Note the introduction of the “proxy leader” class of nodes – it’s quite a nice solution/shift of the problem – simply freeing up the leader nodes to do only log ordering means that there is more (CPU) time to order log messages! The researchers also do well to get to the question before I can ask it in my head:

Have we really eliminated the leader as a bottleneck, or have we just moved the bottleneck into the proxy leaders? To answer this question, we scale.

They go on to note that you can’t just scale any which way though, the key insight is that once the commands have been ordered, then you can choose whichever downstream acceptors you want (and scale can be applied almost indiscriminately). In addition to scaling the Proxy leaders, they then scale the acceptors, and then the replicas. then, we sprinkle some batching on top! Here’s what things look like by the end for MultiPaxos:

Compartmentalized Paxos MultiPaxos final form

Whew, that’s quite the number of arrows – considering most non Hyperscale “distributed systems” out in the wild have either 3 or 5 nodes (at least those are the numbers most frequently used in the guides), this represents a really interesting shift in the thinking – maybe it’s not that hard to manage this many replicas of each part of the system?

Compartmentalized Paxos: Advancements

The performance looks absolutely stunning compared to MultiPaxos:

Compartmentalized Paxos performance comparison to Multipaxos and an unreplicated state machine

Compartmentalized Paxos offers:

  • Introduction of a general technique for increasing throughput (applied to MultiPaxos, Mencius, and S-Paxos)
  • Much higher throughput (unbatched MultiPaxos got ~8x faster, batched MultiPaxos got 4.5x faster)

Compartmentalized Paxos: Issues

  • Significantly increased infrastructure complexity (more actors/servers, more problems)
  • Higher resource requirements

Compartmentalized Paxos in a single reductive sentence

Separate your functionality, introduce nodes that act as demi-leaders, buy more of everything with load balancing and randomization and you’ve got throughput gains with your web-scale.

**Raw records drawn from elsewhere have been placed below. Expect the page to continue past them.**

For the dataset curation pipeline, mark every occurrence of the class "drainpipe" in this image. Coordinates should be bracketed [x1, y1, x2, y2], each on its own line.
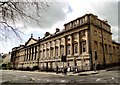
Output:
[101, 25, 106, 68]
[38, 37, 40, 68]
[88, 15, 93, 70]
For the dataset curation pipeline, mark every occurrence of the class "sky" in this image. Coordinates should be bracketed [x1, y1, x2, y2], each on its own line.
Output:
[0, 0, 120, 53]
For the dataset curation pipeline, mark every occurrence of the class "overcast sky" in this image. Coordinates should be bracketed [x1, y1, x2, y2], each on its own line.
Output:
[0, 0, 119, 53]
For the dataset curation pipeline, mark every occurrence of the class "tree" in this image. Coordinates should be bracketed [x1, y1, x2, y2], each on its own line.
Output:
[0, 0, 49, 40]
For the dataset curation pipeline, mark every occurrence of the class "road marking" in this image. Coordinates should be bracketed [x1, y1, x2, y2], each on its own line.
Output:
[61, 80, 65, 82]
[96, 79, 101, 81]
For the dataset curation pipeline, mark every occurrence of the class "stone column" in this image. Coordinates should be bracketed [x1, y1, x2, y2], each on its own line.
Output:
[70, 34, 74, 55]
[53, 41, 55, 58]
[85, 31, 89, 52]
[64, 36, 67, 55]
[49, 42, 51, 58]
[78, 32, 81, 55]
[58, 39, 61, 56]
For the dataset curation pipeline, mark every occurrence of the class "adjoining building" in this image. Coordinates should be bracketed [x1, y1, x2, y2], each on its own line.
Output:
[11, 14, 120, 71]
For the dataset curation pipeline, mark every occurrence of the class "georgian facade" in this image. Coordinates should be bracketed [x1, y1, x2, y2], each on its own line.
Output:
[11, 14, 120, 70]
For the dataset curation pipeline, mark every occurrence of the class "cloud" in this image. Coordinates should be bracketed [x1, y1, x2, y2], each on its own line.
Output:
[90, 2, 118, 41]
[34, 2, 68, 28]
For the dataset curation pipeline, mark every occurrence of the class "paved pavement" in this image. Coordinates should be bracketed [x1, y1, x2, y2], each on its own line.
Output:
[0, 67, 120, 85]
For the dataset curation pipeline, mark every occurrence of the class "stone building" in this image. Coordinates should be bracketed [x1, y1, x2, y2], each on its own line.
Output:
[11, 14, 120, 70]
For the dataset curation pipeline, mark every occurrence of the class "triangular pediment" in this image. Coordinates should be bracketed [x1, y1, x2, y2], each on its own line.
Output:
[25, 38, 37, 46]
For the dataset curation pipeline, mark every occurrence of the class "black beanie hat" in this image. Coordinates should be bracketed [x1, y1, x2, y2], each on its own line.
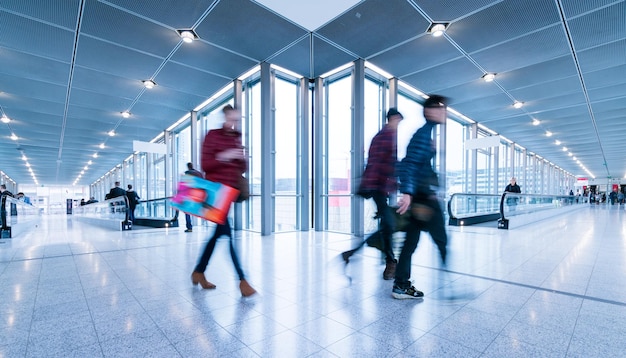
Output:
[387, 107, 404, 119]
[424, 94, 448, 108]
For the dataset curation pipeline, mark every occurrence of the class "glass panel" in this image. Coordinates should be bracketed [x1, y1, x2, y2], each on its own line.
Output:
[326, 76, 352, 233]
[242, 82, 260, 232]
[174, 126, 189, 181]
[445, 119, 466, 197]
[274, 77, 300, 232]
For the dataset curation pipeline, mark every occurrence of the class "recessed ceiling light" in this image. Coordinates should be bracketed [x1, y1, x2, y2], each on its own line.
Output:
[178, 30, 198, 43]
[143, 80, 156, 89]
[428, 23, 446, 37]
[483, 73, 496, 82]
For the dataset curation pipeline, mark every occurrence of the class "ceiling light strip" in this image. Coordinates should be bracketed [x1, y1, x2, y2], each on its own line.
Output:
[56, 0, 85, 181]
[556, 0, 611, 177]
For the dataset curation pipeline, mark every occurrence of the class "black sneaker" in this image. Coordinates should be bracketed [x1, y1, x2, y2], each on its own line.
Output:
[391, 285, 424, 300]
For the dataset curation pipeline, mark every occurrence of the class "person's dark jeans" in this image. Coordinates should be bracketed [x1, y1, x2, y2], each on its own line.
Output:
[370, 191, 395, 262]
[194, 220, 245, 280]
[394, 194, 448, 288]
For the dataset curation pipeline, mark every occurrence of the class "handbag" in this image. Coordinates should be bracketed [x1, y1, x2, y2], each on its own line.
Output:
[235, 175, 250, 203]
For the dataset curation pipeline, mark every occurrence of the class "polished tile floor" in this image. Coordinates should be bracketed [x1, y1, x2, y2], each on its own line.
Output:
[0, 206, 626, 357]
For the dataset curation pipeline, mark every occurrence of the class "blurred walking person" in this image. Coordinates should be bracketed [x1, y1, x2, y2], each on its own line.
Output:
[341, 108, 404, 280]
[191, 105, 256, 297]
[391, 95, 448, 299]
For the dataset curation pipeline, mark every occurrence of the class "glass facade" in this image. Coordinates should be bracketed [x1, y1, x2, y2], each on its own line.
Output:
[83, 60, 575, 233]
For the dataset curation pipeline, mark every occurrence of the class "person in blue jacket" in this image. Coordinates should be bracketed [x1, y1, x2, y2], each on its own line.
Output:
[391, 95, 448, 299]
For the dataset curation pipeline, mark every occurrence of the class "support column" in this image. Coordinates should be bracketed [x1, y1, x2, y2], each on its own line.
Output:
[312, 77, 328, 231]
[296, 78, 311, 231]
[350, 59, 365, 236]
[469, 123, 476, 194]
[233, 79, 244, 230]
[261, 62, 276, 236]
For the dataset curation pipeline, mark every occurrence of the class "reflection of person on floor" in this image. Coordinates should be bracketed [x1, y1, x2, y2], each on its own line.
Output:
[342, 108, 403, 280]
[191, 105, 256, 297]
[391, 95, 448, 299]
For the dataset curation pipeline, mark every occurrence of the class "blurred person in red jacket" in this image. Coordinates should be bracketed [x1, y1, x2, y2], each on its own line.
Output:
[191, 105, 256, 297]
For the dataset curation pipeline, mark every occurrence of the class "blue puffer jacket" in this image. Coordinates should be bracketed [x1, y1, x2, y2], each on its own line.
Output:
[397, 121, 438, 196]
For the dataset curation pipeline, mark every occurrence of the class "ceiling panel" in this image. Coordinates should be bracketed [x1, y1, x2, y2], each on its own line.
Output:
[172, 41, 257, 79]
[100, 0, 217, 29]
[0, 11, 74, 62]
[368, 35, 462, 77]
[400, 57, 483, 93]
[412, 0, 500, 22]
[196, 0, 307, 61]
[0, 0, 626, 184]
[446, 0, 560, 55]
[317, 0, 430, 58]
[81, 1, 180, 57]
[471, 25, 570, 73]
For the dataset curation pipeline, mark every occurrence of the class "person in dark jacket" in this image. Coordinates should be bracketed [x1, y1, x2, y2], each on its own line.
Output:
[126, 184, 140, 222]
[108, 181, 126, 199]
[185, 163, 204, 232]
[391, 95, 448, 299]
[341, 108, 404, 280]
[191, 105, 256, 297]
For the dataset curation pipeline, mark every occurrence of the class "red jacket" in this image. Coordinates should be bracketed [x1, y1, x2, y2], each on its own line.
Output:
[201, 128, 248, 189]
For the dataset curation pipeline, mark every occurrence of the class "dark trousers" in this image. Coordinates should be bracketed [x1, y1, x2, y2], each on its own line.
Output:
[342, 192, 395, 262]
[394, 194, 448, 288]
[194, 220, 245, 280]
[372, 192, 395, 262]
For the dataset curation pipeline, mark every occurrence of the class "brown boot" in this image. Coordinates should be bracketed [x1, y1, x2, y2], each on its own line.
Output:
[239, 280, 256, 297]
[383, 260, 398, 280]
[191, 271, 216, 290]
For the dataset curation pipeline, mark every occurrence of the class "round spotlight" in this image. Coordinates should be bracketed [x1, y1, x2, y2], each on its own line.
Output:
[143, 80, 156, 89]
[180, 30, 196, 43]
[483, 73, 496, 82]
[430, 24, 446, 37]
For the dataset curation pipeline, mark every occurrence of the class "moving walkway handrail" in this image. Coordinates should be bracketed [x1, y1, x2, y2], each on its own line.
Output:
[0, 195, 41, 229]
[500, 192, 582, 219]
[72, 196, 128, 222]
[135, 196, 178, 221]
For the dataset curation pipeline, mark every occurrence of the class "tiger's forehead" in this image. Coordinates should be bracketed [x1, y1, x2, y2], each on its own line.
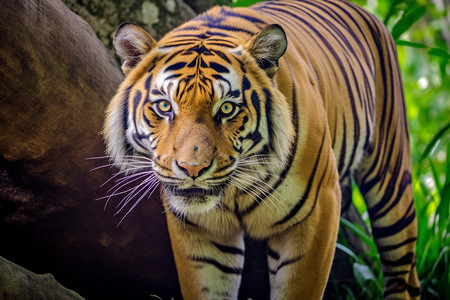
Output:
[152, 38, 240, 105]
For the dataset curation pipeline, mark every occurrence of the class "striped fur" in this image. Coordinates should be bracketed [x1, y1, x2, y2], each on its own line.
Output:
[104, 0, 420, 299]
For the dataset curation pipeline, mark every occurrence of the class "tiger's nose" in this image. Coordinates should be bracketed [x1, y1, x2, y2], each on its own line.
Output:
[177, 161, 211, 178]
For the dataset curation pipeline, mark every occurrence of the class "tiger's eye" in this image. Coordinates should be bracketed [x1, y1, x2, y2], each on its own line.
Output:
[220, 102, 234, 116]
[158, 100, 172, 113]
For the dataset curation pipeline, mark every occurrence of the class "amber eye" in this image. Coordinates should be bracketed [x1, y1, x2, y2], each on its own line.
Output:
[157, 100, 172, 114]
[220, 102, 236, 118]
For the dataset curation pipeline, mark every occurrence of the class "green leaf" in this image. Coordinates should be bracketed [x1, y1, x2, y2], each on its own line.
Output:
[428, 48, 450, 59]
[336, 243, 360, 261]
[353, 262, 377, 286]
[418, 123, 450, 165]
[341, 217, 377, 251]
[428, 157, 442, 195]
[391, 6, 427, 40]
[437, 184, 450, 238]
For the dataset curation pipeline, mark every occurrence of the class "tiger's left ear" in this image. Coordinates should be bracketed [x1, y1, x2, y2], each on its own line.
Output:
[244, 24, 287, 78]
[113, 22, 156, 75]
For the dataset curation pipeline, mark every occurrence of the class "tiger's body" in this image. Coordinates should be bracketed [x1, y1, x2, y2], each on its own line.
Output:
[104, 1, 420, 299]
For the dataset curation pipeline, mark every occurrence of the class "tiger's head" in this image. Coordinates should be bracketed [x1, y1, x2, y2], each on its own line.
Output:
[103, 23, 294, 214]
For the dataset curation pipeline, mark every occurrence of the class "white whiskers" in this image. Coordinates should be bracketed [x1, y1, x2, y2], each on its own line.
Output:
[89, 155, 159, 226]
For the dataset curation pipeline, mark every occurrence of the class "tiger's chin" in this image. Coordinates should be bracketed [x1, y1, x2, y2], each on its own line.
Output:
[165, 187, 224, 215]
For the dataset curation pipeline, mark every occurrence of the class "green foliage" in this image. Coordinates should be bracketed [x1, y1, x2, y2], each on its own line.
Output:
[229, 0, 450, 300]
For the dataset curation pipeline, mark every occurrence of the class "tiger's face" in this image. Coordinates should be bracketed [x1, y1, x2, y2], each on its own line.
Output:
[104, 24, 294, 214]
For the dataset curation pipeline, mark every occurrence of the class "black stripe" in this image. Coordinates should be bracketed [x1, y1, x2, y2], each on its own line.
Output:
[190, 257, 242, 275]
[383, 278, 421, 298]
[164, 62, 187, 72]
[209, 62, 230, 73]
[212, 242, 244, 255]
[220, 7, 266, 25]
[267, 247, 281, 260]
[372, 200, 416, 239]
[378, 237, 417, 252]
[122, 85, 133, 133]
[239, 58, 299, 218]
[269, 256, 302, 275]
[272, 131, 326, 227]
[263, 89, 275, 152]
[338, 116, 347, 174]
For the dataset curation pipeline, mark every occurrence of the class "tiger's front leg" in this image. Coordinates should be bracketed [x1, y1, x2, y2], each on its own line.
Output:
[268, 182, 340, 300]
[166, 212, 244, 300]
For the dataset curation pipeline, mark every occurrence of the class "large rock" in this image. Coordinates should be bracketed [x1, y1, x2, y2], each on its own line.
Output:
[0, 0, 179, 299]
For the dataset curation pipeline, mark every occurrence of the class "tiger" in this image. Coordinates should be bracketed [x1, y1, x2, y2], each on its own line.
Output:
[103, 0, 420, 299]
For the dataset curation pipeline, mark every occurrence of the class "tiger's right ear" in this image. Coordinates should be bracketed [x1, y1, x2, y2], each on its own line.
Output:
[113, 22, 156, 75]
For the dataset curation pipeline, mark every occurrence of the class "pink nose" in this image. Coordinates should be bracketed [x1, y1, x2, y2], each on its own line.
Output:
[178, 162, 209, 178]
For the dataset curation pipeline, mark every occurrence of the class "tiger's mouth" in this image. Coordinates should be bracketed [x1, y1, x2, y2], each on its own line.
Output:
[166, 186, 223, 198]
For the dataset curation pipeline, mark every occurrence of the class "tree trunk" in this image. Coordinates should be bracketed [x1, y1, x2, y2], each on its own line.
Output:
[0, 0, 179, 298]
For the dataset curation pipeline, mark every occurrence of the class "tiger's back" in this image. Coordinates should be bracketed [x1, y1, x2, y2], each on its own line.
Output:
[105, 1, 420, 299]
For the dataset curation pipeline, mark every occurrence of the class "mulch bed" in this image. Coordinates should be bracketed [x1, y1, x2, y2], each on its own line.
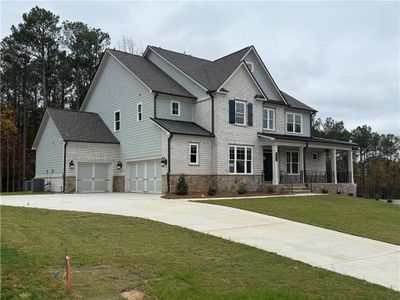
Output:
[161, 192, 287, 199]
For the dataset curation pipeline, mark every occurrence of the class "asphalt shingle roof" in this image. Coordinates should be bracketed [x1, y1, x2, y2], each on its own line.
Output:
[151, 118, 214, 137]
[149, 46, 251, 91]
[107, 49, 195, 98]
[258, 132, 357, 146]
[47, 108, 119, 144]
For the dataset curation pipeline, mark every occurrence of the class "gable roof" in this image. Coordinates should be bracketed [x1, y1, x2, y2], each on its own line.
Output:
[148, 46, 252, 91]
[150, 118, 214, 137]
[46, 108, 119, 144]
[107, 49, 196, 98]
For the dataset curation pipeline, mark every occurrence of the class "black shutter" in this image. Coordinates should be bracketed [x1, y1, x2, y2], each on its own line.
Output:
[229, 100, 235, 124]
[247, 103, 253, 126]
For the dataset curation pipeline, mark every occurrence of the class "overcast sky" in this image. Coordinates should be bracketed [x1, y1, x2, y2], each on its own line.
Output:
[1, 1, 400, 134]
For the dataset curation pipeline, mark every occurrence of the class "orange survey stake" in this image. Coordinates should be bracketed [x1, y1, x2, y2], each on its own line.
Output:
[65, 256, 72, 294]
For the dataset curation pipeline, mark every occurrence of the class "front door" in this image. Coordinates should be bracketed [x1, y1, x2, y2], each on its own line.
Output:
[264, 151, 272, 182]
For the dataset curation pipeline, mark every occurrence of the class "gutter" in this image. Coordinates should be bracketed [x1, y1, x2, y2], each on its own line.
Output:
[63, 141, 68, 193]
[167, 133, 174, 193]
[207, 91, 215, 135]
[153, 92, 158, 119]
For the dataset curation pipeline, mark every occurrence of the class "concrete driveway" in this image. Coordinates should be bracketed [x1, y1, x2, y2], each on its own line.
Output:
[1, 193, 400, 291]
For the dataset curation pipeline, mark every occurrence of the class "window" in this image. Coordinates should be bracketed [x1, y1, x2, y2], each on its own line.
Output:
[114, 110, 121, 131]
[263, 108, 275, 130]
[286, 152, 299, 174]
[136, 102, 143, 122]
[286, 113, 302, 133]
[171, 101, 181, 116]
[229, 146, 253, 174]
[246, 61, 254, 73]
[189, 144, 199, 165]
[235, 101, 246, 125]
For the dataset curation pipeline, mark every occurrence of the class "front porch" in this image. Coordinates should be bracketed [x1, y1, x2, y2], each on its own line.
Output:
[262, 136, 354, 190]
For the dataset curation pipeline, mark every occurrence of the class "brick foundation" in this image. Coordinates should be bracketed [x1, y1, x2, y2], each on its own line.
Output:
[113, 176, 125, 193]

You can also find information related to the paper here:

Paxos takes aim with a bow and arrow: Matchmaker Paxos (2020)

Matchmaker Paxos focuses on the problems of reconfiguration – the process of replacing dead machines with live ones during failure scenarios in Paxos algorithms like MultiPaxos and Raft. The researchers capitalized on the fact that it was an underexplored area and sought to make reconfiguration require less (machine) effort. A bit of a twist though – where old reconfigurations were applied retroactively (once a machine fails, replace it), the techniques in this paper optimize for a world where machines are reconfigured proactively. The key to making this all work is allowing different rounds to have different configurations of acceptors.

There’s a nice explanatory diagram:

matchmaker paxos overview

See those that new set of blue machines? Those are the matchmaker machines that let can tell proposers which acceptors to talk to, essentially functioning as a “acceptor service discovery”.

Matchmaker Paxos: Advancements

Here’s what “stock” MultiPaxos looks like around horizontal reconfigurations:

Multipaxos without Matchmakers during a horizontal reconfiguration

And here’s Matchmaker Paxos, providing a nearly-degradation-free horizontal reconfiguration:

Multipaxos with matchmakers during a horizontal reconfiguration

Matchmaker Paxos offers:

  • Allow for dynamic reconfiguration of acceptors, with space for proactive matchmaking
  • Builds on (is interoperable with) MultiPaxos and “classic” Paxos

Matchmaker Paxos: Issues

  • More machines to manage (the group of machines that does the matchmaking)
  • Increased complexity

Matchmaker Paxos in a single reductive sentence

Reconfigure so easily you can do it ahead of time by paying the cost of doing acceptor service discovery.

Paxos steps up to the trough: PigPaxos (2020)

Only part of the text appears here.